Data from the current study compliment the work of Jha and Epstein.7 The negative publicity associated with having one's name appear in the bottom half of a cardiac surgery registry is likely to make a surgeon more reluctant to offer a CABG operation to a patient with a moderate or high risk of death. Fear of being publicly listed as a low-quality surgeon could explain (1) why fewer surgeons in 2003 were willing to take on the more technically demanding challenges of a redo CABG operation and (2) why the patient demographics associated with the risk of operation (eg, female sex, ejection fraction) were not substantially worse than corresponding parameters in 1997. In short, because reputational incentives are sufficient to motivate some surgeons to exit the market, it is reasonable to conclude that reputational incentives are also sufficient to make some cardiac surgeons who want to remain active in New York and California to select their cases with more caution.
Conversely, the lack of use of reputational incentives in Canada and in the European Union offers an explanation of the market shifts in cardiac services in these countries. In New York and California, where reputational incentives are actively employed, surgeons are given an incentive not to operate on high-risk patients. Absent the negative impact of reputational incentives, surgeons in Canada and Europe were freer to earn their living by operating on patients with a greater risk of death. More generally, absent a disincentive to operate, surgeons are given a green light to operate on any case that is referred to them. This is a formula for the overutilization of cardiac services, and it likely accounts for why the number of CABG operations and PCIs are simultaneously increasing in Canada and Europe.

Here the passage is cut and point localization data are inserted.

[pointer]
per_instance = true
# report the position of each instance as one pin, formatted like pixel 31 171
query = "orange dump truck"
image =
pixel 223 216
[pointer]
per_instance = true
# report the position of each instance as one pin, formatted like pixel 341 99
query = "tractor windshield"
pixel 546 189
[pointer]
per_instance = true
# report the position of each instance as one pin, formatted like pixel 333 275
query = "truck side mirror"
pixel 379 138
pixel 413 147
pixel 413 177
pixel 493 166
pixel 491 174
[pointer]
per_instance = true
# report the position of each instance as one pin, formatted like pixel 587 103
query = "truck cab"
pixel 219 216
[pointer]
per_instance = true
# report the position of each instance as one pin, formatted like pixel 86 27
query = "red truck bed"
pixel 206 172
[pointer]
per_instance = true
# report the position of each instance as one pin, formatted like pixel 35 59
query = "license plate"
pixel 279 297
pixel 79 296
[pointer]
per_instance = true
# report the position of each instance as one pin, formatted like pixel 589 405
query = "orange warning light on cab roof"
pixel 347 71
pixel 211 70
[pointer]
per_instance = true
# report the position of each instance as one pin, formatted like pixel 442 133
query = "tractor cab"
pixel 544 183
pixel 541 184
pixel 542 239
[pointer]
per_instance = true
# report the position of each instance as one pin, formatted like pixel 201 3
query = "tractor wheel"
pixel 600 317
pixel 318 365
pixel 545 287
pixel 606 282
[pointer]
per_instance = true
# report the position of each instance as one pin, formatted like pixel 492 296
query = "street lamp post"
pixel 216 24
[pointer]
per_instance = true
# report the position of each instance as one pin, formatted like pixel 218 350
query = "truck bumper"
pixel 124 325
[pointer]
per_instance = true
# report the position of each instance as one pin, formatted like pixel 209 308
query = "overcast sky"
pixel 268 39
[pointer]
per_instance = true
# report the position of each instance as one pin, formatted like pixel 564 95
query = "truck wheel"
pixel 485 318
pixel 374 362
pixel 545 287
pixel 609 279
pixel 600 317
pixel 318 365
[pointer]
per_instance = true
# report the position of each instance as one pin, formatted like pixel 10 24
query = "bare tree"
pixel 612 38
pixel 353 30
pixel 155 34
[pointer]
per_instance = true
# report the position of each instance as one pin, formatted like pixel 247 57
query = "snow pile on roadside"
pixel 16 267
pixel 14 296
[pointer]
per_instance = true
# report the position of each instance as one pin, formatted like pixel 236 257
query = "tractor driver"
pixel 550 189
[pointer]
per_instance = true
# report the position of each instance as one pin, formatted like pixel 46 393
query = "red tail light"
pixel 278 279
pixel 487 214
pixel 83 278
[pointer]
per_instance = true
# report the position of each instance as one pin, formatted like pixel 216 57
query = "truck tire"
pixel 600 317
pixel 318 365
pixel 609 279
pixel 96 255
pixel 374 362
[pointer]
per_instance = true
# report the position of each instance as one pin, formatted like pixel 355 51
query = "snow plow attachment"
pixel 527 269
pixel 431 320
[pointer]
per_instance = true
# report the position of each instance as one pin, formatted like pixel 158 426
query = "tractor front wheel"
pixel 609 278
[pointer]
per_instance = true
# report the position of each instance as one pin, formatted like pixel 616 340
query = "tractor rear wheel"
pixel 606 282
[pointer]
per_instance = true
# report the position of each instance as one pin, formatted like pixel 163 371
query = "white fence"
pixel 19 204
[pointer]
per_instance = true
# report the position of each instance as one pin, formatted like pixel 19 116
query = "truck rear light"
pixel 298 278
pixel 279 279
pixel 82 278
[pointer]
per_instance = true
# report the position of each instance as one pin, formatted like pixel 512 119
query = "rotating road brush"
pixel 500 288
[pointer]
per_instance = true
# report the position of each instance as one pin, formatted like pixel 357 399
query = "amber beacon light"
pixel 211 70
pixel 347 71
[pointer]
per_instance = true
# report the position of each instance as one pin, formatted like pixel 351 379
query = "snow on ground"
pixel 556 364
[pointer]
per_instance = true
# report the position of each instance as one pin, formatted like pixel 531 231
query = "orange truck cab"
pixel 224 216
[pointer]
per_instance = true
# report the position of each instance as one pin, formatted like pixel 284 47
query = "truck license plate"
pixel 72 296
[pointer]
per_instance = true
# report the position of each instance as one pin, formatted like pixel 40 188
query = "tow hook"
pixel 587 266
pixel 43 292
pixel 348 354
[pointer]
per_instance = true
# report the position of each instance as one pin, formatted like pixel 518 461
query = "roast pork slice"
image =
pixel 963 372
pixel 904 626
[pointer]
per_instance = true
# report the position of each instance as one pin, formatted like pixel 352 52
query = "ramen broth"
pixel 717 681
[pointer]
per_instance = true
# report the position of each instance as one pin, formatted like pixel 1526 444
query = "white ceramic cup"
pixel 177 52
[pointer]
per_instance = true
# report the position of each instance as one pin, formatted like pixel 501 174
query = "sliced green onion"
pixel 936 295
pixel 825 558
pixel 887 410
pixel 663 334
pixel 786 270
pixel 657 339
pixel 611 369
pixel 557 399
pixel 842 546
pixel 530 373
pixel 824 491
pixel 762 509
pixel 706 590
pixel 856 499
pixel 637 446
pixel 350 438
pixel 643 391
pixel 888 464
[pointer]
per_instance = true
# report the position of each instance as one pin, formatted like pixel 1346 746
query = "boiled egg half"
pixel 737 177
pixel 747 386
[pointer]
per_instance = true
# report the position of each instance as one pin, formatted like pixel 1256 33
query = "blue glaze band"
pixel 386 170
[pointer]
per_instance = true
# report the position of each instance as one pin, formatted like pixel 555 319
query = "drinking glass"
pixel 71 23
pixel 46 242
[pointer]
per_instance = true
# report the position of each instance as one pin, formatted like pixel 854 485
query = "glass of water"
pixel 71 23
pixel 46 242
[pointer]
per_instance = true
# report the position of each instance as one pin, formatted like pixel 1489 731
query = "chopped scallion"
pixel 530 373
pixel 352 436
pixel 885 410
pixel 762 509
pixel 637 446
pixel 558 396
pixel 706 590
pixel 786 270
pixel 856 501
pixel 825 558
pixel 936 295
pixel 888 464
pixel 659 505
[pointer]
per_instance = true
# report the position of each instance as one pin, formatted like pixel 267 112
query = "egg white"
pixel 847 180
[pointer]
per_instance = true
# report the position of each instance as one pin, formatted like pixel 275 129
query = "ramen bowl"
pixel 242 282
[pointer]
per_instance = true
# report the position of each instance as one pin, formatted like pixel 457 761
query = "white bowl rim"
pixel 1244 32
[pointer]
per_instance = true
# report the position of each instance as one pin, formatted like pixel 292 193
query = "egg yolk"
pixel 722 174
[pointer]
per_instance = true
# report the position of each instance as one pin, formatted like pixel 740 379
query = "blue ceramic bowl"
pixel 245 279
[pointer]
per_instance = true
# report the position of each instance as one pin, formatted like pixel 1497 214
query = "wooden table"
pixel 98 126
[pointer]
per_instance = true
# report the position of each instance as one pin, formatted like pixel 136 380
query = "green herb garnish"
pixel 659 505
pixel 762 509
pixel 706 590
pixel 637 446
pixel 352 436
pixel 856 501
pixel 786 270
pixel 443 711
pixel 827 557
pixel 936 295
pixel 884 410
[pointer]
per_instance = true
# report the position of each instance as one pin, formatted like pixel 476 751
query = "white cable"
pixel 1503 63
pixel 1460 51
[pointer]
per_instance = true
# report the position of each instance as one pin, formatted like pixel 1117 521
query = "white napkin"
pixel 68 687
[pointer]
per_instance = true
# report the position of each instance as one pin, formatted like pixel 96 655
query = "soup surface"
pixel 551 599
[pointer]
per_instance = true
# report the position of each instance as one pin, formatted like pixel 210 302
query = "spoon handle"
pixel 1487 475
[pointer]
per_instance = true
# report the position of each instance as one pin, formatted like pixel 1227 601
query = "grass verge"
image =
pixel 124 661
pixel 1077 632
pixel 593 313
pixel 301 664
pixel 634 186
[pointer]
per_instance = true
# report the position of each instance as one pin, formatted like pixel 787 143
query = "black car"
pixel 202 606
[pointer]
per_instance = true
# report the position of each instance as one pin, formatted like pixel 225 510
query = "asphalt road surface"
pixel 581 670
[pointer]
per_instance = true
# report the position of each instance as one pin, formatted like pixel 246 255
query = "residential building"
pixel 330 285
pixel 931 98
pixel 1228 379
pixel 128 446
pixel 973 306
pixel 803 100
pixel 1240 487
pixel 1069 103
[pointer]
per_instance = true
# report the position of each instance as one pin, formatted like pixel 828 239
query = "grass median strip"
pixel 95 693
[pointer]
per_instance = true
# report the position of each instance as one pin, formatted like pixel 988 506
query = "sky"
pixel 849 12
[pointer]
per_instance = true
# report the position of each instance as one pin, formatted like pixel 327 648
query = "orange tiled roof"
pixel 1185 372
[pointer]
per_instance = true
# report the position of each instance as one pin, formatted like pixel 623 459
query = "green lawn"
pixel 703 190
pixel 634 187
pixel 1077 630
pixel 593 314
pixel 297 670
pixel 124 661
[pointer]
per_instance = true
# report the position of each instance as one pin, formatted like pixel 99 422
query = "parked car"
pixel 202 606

Parenthetically, reputational incentives may explain why cardiac services grew faster than the population in New York State. It is possible that the superior outcomes of surgeons in the top quartile benefited from the publication of positive outcomes. Patients in states adjacent to New York with less well-developed systems for disseminating surgeon-specific outcomes may be migrating to New York State to undergo elective CABG operations from top-rated surgeons. That is, a state's use of reputational incentives is likely to act as a form of free advertising for exceptional cardiac surgeons.